Christmas Fruit Cake


  • 500g Dried Mix Fruit
  • 50g Glace cherries (finely chopped)
  • 50g Mixed Candied peel (finely chopped)
  • 50g Almonds (chopped)
  • Grated zest of 1 Orange
  • Grated zest of 1 Lemon
  • 230g Soft Brown sugar
  • 225g Plain flour
  • ¼ tsp Nutmeg powder
  • ¼ tsp Ground mixed spice
  • 225g Unsalted butter (at room temperature)
  • 1 tbsp Black treacle
  • 3tbsp Brandy

 Christmas Fruit Cake


  • You need to begin this cake the night before you want to bake it. These quantities will make an 8 inch (20 cm) round cake. Mix 3 tablespoons of brandy with the dried fruit, glazed cherries and candied peel. Cover the bowl with a clean tea cloth and leave overnight, or for 12 hours, for the fruit to plump up and absorb the alcohol.
  • Line the cake tin using a double strip of baking parchment, cut slightly longer than the circumference of the tin. Fold back 1 inch (2.5 cm) along its length and snip this at intervals, cutting at a slight angle to the fold.
  • Grease the tin then press the paper around the sides, it should sit comfortably around the sides of the tin. Finally, cut a double circle of paper using the tin as a template to fit the base and press into place.
  • Baking parchment paper is then tied around the outside of the tin, to protect the cake during the long, slow cooking.
  • Pre-heat the oven to gas mark 2, 140°C.
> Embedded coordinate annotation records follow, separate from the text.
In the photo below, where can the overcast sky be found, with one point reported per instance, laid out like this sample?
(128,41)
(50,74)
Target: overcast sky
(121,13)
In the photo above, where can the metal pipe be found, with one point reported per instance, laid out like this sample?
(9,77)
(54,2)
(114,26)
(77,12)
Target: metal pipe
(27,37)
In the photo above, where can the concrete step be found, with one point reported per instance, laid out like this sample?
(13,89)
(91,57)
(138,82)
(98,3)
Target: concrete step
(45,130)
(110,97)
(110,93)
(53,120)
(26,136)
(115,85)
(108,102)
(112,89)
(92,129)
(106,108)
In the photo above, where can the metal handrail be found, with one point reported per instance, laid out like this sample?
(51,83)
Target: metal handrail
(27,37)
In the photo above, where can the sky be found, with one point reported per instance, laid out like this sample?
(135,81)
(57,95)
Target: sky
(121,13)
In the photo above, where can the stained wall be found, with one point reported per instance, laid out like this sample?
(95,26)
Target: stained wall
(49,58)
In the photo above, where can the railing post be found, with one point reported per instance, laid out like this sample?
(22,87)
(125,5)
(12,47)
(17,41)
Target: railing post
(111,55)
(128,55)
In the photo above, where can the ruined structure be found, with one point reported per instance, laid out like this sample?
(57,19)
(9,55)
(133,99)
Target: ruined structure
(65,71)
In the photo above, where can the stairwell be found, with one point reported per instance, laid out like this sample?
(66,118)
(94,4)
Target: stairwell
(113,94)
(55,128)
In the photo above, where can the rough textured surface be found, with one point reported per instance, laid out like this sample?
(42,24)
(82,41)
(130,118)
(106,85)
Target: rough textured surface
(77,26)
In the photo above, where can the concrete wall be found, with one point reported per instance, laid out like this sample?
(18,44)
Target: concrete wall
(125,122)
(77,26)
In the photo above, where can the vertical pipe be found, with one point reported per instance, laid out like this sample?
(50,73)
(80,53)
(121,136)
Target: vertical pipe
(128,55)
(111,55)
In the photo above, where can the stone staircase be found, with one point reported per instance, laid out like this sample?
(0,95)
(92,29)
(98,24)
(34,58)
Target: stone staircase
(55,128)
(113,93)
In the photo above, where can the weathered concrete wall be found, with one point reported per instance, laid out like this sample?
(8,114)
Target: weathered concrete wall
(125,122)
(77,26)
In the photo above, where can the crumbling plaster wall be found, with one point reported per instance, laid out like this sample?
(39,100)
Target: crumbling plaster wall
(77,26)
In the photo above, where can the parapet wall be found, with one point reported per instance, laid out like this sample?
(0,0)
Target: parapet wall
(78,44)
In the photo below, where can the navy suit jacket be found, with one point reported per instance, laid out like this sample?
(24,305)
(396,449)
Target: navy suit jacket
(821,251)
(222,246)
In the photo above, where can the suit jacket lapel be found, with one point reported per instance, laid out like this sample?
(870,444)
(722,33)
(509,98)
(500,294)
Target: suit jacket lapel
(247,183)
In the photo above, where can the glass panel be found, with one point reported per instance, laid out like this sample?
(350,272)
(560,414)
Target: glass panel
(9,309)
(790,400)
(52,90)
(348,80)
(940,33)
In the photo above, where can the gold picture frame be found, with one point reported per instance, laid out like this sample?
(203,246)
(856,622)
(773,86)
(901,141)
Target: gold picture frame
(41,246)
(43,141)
  • Using the classic creaming method, cream together the soft butter and the sugar until light, pale and fluffy.
  • Lightly beat 4 large eggs and add this, a little at a time, to the creamed mixture. For beginners, the way to avoid this is to add the beaten eggs just a teaspoonful at a time, whisking preferably with a hand whisk. If it curdles, don’t worry: the cake won’t be as light, but it’s not a disaster.
  • When all the egg has been added, sift in the plain flour together with the nutmeg powder and ground mixed spice. Use gentle cutting and folding movements to incorporate this into the mixture to keep in as much air as possible.
  • Add the soaked fruits to the cake mixture, along with the chopped almonds, the grated zest of 1 orange and lemon and 1 tablespoon of black treacle. Fold these in carefully, using the same movements as before.
  • Spoon the mixture into the prepared tin and smooth the top with the back of the spoon.
  • Finally, cover the top of the cake with a sheet of parchment paper with a 50 pence-sized hole in the centre. It is now ready for the oven – bake on the lowest shelf of the oven for 2 ½ hours. Sometimes it can take up to ½-¾ hour longer than this, check after 2 hours and then every 20 minutes, or until a skewer comes out clean.
  • Allow the cake to cool in the tin for 30 minutes then remove it to a wire rack to finish cooling.  Spoon over a few teaspoons of brandy after an hour.
  • Dust with confectioners’ sugar or decorate with sprinklers of your choice to serve.